Duffy suggested she would use the parental history of response to pharmacotherapy as a guide to treatment of the offspring – lithium for lithium responders; anticonvulsants or atypical antipsychotics for lithium non-responders. This editor cited Duffy’s own data indicating that lamotrigine response runs in families and that this might be considered for anxiety/depression in a child at ultra-high risk for bipolar disorder by virtue of both parents having the disorder. Other options might be any of the other anticonvulsant mood stabilizers (valproate or carbamazepine), one of the well-tolerated atypical antipsychotics (quetiapine, aripiprazole, or lurasidone), the anti-anxiety drugs (clonazepam or gabapentin), or even omega-3 fatty acids and N-acetylcysteine.
The lack of any systematic data about the best treatment options for an anxious or depressed youth with a positive family history of bipolar disorder is another tragic example of the failure of funding agencies such as the National Institute of Mental Health (NIMH) and the Substance Abuse and Mental Health Services Administration (SAMSHA) to begin addressing the problems of children with or at risk for bipolar disorder.
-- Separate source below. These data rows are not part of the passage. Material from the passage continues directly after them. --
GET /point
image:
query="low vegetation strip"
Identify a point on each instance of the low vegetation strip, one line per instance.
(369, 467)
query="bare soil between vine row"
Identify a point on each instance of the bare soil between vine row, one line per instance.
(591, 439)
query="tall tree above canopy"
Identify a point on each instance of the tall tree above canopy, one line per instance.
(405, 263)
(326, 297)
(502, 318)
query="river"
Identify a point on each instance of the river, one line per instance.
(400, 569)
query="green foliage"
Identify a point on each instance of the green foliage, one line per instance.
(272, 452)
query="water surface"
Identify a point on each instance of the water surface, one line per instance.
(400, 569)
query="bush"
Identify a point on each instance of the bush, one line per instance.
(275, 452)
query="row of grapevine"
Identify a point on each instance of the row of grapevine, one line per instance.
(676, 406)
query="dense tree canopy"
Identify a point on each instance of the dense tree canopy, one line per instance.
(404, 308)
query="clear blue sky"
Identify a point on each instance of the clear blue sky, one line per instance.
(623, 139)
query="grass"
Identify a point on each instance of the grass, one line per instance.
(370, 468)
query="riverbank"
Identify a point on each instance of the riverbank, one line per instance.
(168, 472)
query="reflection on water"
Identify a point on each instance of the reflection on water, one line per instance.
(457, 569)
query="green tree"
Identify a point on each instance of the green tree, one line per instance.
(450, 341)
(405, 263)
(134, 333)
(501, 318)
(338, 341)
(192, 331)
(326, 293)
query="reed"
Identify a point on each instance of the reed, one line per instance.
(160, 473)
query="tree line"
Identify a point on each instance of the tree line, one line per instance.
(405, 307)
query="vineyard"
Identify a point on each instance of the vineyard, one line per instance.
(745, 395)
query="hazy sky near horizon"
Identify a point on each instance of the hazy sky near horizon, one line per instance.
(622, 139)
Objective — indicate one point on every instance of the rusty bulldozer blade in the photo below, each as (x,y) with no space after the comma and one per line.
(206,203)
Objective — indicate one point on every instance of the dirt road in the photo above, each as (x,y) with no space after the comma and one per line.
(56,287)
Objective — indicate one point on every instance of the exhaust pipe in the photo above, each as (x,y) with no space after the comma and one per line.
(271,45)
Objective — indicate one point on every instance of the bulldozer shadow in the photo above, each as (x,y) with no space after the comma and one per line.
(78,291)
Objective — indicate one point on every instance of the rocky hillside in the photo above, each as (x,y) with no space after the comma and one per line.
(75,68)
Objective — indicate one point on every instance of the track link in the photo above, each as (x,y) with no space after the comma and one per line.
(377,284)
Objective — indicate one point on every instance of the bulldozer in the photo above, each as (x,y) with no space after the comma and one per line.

Since all of the presenters agreed on the most usual sequence of anxiety followed by depression followed by bipolar disorder in children at high risk, the virtual absence of studies of treatments for these children or those who already have disabling bipolar NOS is disturbing. Throughout the entire AACAP meeting there was a general absence of studies on medications for any aspect of the recurrent mood and anxiety disorders, despite the recognition that most adult mood and anxiety disorders begin in childhood and adolescence. Getting youth with serious mood and anxiety disorders on the right track early in their course of illness could have life saving implications. What a shame that this opportunity is often lost because of a dearth of treatment research.